Population Pharmacokinetic Model for Cremophor EL
A. Henningsson(1), A. Sparreboom(2,3), W. J. Loos(3), J. Verweij(3), M. Silvander(4,5) and M. O. Karlsson(1)
(1)Division of Pharmacokinetics and Drug Therapy, Uppsala University, Uppsala, Sweden, (2)Clinical Pharmacology Research Core, National Cancer Institute, Bethesda, Md, USA, (3)Department of Medical Oncology, Erasmus MC – Daniel den Hoed Cancer Center, Rotterdam, the Netherlands, (4)Department of Physical Chemistry, Uppsala University, Uppsala, Sweden, (5)Formulation Development, BioAgri AB, Uppsala, Sweden
Objectives: The pharmacologically active micelle-forming vehicle Cremophor EL (CrEL) has been shown to affect the pharmacokinetics of paclitaxel after Taxol® administrations[1]. CrEL micelle entrapment of paclitaxel within the plasma has been suggested as the primary underlying mechanism. The pharmacokinetics of CrEL has been shown to be schedule dependent and capacity limited elimination within the plasma has been suggested[2]. The aim of this study was to develop a population pharmacokinetic model that could describe and predict CrEL plasma concentrations after Taxol® administration and to investigate the critical aggregation concentration (CAC) in human plasma in vitro.
Patients and Methods: The learning data included 147 CrEL concentration-time profiles obtained from 116 patients receiving 1-, 3- or 24-hour infusions of Taxol®. CrEL concentrations were measured with a Coomassie Brilliant Blue G-250 colorimetric dye-binding assay[3, 4]. The population pharmacokinetic analysis was performed in NONMEM. A validation data set with 45 individuals receiving 3-hour infusions of Taxol® was used to investigate the predictive performance of the model. The apparent CAC was estimated by observing changes in plasma surface tension determined with a droplet weight method[5], 1, 3 and 24 hours after addition of CrEL/EtOH/NaCl or Taxol®.
Results: A three-compartment model with capacity limited elimination with an additional linear elimination pathway as well as a separate volume of distribution for the 24-hour infusion schedule were required to describe all data of the learning data set. Body surface area was statistically significant (P<0.001) as covariate on maximal elimination rate, volume of distribution of the central compartment and one of the peripheral compartments.

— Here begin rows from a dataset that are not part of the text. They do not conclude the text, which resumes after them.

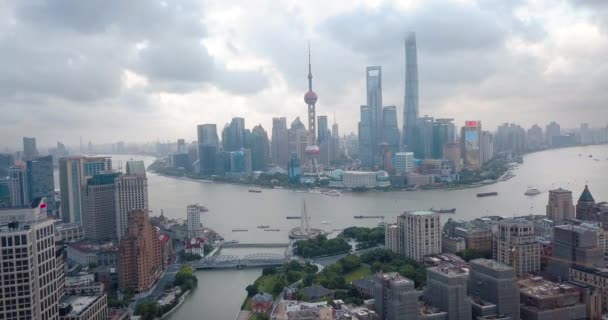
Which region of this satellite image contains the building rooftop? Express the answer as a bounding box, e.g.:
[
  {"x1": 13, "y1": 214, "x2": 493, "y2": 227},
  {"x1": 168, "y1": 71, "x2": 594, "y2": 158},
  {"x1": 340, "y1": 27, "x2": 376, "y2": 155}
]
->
[{"x1": 59, "y1": 296, "x2": 102, "y2": 315}]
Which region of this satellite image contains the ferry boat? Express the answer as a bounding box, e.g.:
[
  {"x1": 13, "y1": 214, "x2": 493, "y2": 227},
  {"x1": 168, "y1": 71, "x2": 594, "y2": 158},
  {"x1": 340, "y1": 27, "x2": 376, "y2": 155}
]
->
[
  {"x1": 477, "y1": 192, "x2": 498, "y2": 198},
  {"x1": 524, "y1": 188, "x2": 541, "y2": 196}
]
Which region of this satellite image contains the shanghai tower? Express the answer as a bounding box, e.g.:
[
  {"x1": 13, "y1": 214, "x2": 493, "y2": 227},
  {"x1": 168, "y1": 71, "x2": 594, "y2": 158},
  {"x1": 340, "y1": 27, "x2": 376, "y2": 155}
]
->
[{"x1": 401, "y1": 32, "x2": 418, "y2": 151}]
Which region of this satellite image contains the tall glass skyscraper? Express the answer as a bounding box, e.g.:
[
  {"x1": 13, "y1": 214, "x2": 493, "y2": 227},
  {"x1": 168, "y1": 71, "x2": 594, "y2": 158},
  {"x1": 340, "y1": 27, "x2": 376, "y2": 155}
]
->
[{"x1": 402, "y1": 32, "x2": 418, "y2": 151}]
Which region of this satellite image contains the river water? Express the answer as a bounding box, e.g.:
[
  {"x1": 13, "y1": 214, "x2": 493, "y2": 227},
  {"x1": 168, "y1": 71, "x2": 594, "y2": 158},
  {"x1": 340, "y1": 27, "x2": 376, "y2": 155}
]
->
[{"x1": 104, "y1": 145, "x2": 608, "y2": 320}]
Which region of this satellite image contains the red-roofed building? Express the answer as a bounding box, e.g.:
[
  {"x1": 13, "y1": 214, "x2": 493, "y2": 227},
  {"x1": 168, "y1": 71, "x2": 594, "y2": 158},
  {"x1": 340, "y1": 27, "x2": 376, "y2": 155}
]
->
[{"x1": 158, "y1": 234, "x2": 173, "y2": 269}]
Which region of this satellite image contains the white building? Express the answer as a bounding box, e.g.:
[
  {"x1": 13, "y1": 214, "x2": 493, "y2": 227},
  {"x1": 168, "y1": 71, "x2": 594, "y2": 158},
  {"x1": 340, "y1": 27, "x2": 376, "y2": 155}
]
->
[
  {"x1": 0, "y1": 209, "x2": 64, "y2": 320},
  {"x1": 114, "y1": 172, "x2": 149, "y2": 241},
  {"x1": 394, "y1": 152, "x2": 414, "y2": 176},
  {"x1": 389, "y1": 211, "x2": 441, "y2": 261},
  {"x1": 186, "y1": 204, "x2": 207, "y2": 238}
]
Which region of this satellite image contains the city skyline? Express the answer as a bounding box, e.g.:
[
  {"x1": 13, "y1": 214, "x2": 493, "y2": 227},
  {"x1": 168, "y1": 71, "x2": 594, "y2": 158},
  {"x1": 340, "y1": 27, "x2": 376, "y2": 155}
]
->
[{"x1": 0, "y1": 1, "x2": 608, "y2": 146}]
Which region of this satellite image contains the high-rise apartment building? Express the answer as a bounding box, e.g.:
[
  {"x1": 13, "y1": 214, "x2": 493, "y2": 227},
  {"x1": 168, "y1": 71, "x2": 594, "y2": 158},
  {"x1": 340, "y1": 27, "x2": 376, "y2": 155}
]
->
[
  {"x1": 82, "y1": 173, "x2": 120, "y2": 241},
  {"x1": 8, "y1": 166, "x2": 30, "y2": 207},
  {"x1": 197, "y1": 124, "x2": 219, "y2": 175},
  {"x1": 118, "y1": 210, "x2": 163, "y2": 292},
  {"x1": 547, "y1": 188, "x2": 574, "y2": 222},
  {"x1": 186, "y1": 204, "x2": 207, "y2": 238},
  {"x1": 467, "y1": 259, "x2": 519, "y2": 319},
  {"x1": 388, "y1": 211, "x2": 441, "y2": 261},
  {"x1": 373, "y1": 272, "x2": 418, "y2": 320},
  {"x1": 401, "y1": 32, "x2": 418, "y2": 151},
  {"x1": 424, "y1": 265, "x2": 471, "y2": 320},
  {"x1": 493, "y1": 219, "x2": 540, "y2": 277},
  {"x1": 59, "y1": 157, "x2": 112, "y2": 223},
  {"x1": 460, "y1": 121, "x2": 482, "y2": 170},
  {"x1": 22, "y1": 137, "x2": 38, "y2": 161},
  {"x1": 26, "y1": 156, "x2": 55, "y2": 212},
  {"x1": 394, "y1": 152, "x2": 414, "y2": 176},
  {"x1": 114, "y1": 161, "x2": 149, "y2": 240},
  {"x1": 270, "y1": 117, "x2": 289, "y2": 168},
  {"x1": 0, "y1": 204, "x2": 64, "y2": 320}
]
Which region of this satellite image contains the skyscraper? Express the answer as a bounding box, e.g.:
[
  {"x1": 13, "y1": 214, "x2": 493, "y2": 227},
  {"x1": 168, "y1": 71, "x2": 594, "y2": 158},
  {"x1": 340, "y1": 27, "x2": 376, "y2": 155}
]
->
[
  {"x1": 401, "y1": 32, "x2": 418, "y2": 151},
  {"x1": 365, "y1": 66, "x2": 383, "y2": 158},
  {"x1": 118, "y1": 210, "x2": 163, "y2": 292},
  {"x1": 8, "y1": 166, "x2": 30, "y2": 207},
  {"x1": 114, "y1": 161, "x2": 149, "y2": 240},
  {"x1": 197, "y1": 124, "x2": 219, "y2": 175},
  {"x1": 547, "y1": 188, "x2": 574, "y2": 222},
  {"x1": 359, "y1": 106, "x2": 374, "y2": 168},
  {"x1": 59, "y1": 157, "x2": 112, "y2": 223},
  {"x1": 82, "y1": 173, "x2": 120, "y2": 241},
  {"x1": 304, "y1": 44, "x2": 319, "y2": 145},
  {"x1": 373, "y1": 272, "x2": 418, "y2": 320},
  {"x1": 23, "y1": 137, "x2": 38, "y2": 161},
  {"x1": 26, "y1": 156, "x2": 55, "y2": 212},
  {"x1": 270, "y1": 117, "x2": 289, "y2": 168},
  {"x1": 251, "y1": 124, "x2": 270, "y2": 171},
  {"x1": 494, "y1": 220, "x2": 540, "y2": 277},
  {"x1": 382, "y1": 106, "x2": 401, "y2": 154}
]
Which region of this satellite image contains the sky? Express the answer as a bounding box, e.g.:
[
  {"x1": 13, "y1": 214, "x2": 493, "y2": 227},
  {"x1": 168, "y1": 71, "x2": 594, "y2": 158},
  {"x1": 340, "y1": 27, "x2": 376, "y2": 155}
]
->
[{"x1": 0, "y1": 0, "x2": 608, "y2": 148}]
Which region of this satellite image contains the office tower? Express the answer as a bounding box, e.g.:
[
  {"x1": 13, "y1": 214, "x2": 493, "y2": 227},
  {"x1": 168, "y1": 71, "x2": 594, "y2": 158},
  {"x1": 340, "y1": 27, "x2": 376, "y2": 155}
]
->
[
  {"x1": 197, "y1": 124, "x2": 219, "y2": 175},
  {"x1": 431, "y1": 119, "x2": 454, "y2": 159},
  {"x1": 317, "y1": 116, "x2": 331, "y2": 144},
  {"x1": 0, "y1": 153, "x2": 14, "y2": 177},
  {"x1": 382, "y1": 106, "x2": 401, "y2": 154},
  {"x1": 547, "y1": 188, "x2": 574, "y2": 222},
  {"x1": 545, "y1": 121, "x2": 562, "y2": 147},
  {"x1": 359, "y1": 106, "x2": 374, "y2": 168},
  {"x1": 8, "y1": 166, "x2": 30, "y2": 207},
  {"x1": 186, "y1": 204, "x2": 207, "y2": 238},
  {"x1": 118, "y1": 210, "x2": 163, "y2": 292},
  {"x1": 287, "y1": 153, "x2": 302, "y2": 183},
  {"x1": 22, "y1": 137, "x2": 38, "y2": 161},
  {"x1": 467, "y1": 259, "x2": 519, "y2": 319},
  {"x1": 414, "y1": 116, "x2": 435, "y2": 159},
  {"x1": 82, "y1": 173, "x2": 120, "y2": 241},
  {"x1": 443, "y1": 142, "x2": 461, "y2": 173},
  {"x1": 401, "y1": 32, "x2": 418, "y2": 151},
  {"x1": 547, "y1": 225, "x2": 604, "y2": 281},
  {"x1": 365, "y1": 66, "x2": 383, "y2": 155},
  {"x1": 460, "y1": 121, "x2": 481, "y2": 170},
  {"x1": 222, "y1": 117, "x2": 245, "y2": 151},
  {"x1": 114, "y1": 167, "x2": 149, "y2": 240},
  {"x1": 479, "y1": 131, "x2": 494, "y2": 164},
  {"x1": 270, "y1": 117, "x2": 289, "y2": 168},
  {"x1": 424, "y1": 265, "x2": 471, "y2": 320},
  {"x1": 373, "y1": 272, "x2": 418, "y2": 320},
  {"x1": 493, "y1": 219, "x2": 540, "y2": 277},
  {"x1": 251, "y1": 124, "x2": 270, "y2": 171},
  {"x1": 287, "y1": 117, "x2": 310, "y2": 159},
  {"x1": 388, "y1": 211, "x2": 441, "y2": 261},
  {"x1": 26, "y1": 156, "x2": 55, "y2": 212},
  {"x1": 394, "y1": 152, "x2": 414, "y2": 176},
  {"x1": 526, "y1": 124, "x2": 544, "y2": 150},
  {"x1": 0, "y1": 209, "x2": 64, "y2": 320}
]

The population model could adequately describe the concentrations of the validation data set where the prediction errors were similar as for the learning data. A previously published population pharmacokinetic model[2], based on CrEL concentrations measured with another assay than the one used here, could not adequately describe our data. The apparent CAC in plasma was 0.39 mL/L, a concentration exceeded after Taxol® administrations in patients, suggesting that CrEL form aggregates in vivo.
Conclusions: The population model developed on the present data could adequately predict and describe the CrEL concentrations after Taxol® administrations. This model could be most useful when no CrEL concentration data is available and population pharmacokinetic models for paclitaxel including CrEL concentrations will be used.
References:
[1] Henningsson, A., et al., Mechanism-based pharmacokinetic model for paclitaxel. J Clin Oncol, 2001. 19(20): p. 4065-73.

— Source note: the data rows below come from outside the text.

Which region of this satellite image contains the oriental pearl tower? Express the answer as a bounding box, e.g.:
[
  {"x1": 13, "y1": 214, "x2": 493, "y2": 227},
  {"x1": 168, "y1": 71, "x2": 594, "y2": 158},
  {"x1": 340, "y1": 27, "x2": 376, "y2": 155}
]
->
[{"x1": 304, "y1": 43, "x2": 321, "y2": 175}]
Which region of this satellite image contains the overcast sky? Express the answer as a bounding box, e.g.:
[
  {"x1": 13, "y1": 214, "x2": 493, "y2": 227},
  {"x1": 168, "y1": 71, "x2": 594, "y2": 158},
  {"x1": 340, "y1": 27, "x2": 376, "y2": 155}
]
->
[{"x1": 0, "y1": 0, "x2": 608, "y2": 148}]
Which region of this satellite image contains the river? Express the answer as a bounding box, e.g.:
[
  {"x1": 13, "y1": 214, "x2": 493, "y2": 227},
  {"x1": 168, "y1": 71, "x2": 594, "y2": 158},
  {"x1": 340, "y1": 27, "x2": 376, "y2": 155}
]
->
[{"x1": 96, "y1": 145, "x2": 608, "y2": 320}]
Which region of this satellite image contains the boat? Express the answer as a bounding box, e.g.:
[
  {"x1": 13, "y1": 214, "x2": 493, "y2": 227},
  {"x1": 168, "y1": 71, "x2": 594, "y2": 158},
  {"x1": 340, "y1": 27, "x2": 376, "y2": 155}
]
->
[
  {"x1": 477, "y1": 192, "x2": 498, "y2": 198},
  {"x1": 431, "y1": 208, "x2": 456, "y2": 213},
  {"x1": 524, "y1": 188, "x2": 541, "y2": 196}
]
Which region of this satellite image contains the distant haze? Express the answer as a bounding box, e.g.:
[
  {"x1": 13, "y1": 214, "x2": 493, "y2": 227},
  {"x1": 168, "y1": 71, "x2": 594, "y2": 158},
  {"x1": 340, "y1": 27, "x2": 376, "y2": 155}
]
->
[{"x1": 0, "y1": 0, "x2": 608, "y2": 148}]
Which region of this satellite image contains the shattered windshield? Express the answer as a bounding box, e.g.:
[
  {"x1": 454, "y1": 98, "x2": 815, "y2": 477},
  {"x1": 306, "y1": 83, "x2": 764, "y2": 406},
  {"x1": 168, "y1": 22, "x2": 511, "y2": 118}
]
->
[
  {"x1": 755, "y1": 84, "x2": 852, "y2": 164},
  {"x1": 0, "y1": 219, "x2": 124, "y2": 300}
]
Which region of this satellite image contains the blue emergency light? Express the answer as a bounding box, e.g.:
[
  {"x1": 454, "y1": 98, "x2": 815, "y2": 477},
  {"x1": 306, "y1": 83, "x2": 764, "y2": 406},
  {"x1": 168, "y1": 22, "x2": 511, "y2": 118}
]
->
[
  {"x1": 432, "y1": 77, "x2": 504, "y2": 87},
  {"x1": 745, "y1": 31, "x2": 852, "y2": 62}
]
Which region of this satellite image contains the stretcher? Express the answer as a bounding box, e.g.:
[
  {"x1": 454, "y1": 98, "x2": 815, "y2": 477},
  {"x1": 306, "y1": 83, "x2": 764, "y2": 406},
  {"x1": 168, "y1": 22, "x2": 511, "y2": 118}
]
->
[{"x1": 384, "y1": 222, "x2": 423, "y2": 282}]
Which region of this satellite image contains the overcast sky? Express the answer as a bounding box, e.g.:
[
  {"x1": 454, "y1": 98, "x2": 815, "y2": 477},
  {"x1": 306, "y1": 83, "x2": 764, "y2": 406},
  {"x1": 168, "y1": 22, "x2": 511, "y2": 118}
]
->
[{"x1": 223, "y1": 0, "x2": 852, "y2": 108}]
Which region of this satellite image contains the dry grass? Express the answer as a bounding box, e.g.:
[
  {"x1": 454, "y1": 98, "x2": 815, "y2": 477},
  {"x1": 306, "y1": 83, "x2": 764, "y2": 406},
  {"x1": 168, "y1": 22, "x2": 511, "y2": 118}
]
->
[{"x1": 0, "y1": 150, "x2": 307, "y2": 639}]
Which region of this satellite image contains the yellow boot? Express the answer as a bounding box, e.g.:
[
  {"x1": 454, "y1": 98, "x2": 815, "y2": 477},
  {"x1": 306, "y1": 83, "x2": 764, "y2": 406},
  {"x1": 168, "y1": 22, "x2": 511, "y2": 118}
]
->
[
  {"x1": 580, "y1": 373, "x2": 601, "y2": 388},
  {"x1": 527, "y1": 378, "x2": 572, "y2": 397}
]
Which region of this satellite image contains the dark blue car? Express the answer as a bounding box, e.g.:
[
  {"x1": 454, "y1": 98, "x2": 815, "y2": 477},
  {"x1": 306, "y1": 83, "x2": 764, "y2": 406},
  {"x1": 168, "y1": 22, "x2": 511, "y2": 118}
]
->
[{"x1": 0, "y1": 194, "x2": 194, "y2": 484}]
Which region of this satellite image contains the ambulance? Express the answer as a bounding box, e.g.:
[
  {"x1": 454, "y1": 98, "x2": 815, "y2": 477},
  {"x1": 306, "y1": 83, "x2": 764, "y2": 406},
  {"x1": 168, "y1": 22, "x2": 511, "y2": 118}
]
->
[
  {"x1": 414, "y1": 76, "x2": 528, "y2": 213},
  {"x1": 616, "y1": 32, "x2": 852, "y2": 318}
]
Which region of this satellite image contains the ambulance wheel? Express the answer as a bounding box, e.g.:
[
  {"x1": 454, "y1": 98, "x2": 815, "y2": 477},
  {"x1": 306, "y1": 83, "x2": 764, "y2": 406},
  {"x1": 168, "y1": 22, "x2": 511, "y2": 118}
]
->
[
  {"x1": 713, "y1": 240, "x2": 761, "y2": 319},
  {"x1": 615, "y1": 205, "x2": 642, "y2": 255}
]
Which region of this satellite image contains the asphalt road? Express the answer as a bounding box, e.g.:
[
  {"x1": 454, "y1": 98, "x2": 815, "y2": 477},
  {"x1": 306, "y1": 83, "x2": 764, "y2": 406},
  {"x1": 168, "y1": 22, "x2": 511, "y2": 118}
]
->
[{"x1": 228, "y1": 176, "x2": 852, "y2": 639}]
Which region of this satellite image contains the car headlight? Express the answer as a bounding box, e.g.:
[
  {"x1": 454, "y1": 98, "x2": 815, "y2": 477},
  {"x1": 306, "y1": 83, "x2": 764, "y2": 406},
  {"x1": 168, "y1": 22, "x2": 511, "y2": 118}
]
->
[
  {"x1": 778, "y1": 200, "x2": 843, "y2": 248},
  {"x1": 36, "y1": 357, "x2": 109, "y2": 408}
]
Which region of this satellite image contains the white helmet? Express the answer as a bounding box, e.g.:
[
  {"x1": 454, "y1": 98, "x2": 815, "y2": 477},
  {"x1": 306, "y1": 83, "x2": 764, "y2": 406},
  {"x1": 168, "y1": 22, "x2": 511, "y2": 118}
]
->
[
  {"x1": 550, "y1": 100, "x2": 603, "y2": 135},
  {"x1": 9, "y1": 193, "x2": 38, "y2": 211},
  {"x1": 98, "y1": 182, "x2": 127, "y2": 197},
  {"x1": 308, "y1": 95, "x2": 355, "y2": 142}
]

[2] van den Bongard, H.J., et al., A population analysis of the pharmacokinetics of Cremophor EL using nonlinear mixed-effect modelling. Cancer Chemother Pharmacol, 2002. 50(1): p. 16-24.

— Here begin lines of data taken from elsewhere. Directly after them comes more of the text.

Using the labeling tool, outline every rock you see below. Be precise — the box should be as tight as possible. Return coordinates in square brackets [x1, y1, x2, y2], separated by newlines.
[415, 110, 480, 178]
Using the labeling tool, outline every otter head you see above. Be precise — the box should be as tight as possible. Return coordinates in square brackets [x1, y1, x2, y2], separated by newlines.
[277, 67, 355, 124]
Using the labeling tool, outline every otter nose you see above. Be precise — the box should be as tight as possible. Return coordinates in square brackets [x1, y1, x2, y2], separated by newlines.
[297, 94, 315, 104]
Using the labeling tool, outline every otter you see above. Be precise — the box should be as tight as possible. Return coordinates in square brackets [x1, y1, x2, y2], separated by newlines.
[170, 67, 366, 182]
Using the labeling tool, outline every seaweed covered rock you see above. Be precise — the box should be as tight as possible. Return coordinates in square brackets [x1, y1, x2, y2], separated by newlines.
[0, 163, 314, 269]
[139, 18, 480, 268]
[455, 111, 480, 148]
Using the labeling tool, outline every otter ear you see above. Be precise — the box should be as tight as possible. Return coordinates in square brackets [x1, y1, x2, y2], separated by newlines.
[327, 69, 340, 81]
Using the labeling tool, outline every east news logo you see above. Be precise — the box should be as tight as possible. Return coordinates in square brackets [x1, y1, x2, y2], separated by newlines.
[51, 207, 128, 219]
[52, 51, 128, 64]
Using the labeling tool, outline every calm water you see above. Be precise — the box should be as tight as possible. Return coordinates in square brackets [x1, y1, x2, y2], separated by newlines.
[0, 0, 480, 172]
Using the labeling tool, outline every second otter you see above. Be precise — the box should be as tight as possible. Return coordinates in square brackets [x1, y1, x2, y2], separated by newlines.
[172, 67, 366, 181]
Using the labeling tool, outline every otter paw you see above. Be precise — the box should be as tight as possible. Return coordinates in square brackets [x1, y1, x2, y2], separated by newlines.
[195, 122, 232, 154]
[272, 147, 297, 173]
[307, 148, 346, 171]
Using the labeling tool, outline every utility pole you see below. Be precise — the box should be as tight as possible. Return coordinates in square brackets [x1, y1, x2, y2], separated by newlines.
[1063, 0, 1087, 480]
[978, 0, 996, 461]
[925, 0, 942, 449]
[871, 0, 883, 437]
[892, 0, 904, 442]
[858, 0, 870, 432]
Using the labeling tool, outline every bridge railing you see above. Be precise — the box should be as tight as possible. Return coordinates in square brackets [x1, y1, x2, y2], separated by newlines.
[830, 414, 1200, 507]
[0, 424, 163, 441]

[3] Brouwer, E., et al., Linearized colorimetric assay for cremophor EL: application to pharmacokinetics after 1-hour paclitaxel infusions. Anal Biochem, 1998. 261(2): p. 198-202.
[4] Sparreboom, A., et al., Quantitation of Cremophor EL in human plasma samples using a colorimetric dye-binding microassay. Anal Biochem, 1998. 255(2): p. 171-5.
[5] Tornberg, E., A surface tension apparatus according to the drop volume principle. Journal of Colloid and Interface Science, 1977. 60(1): p. 50-59.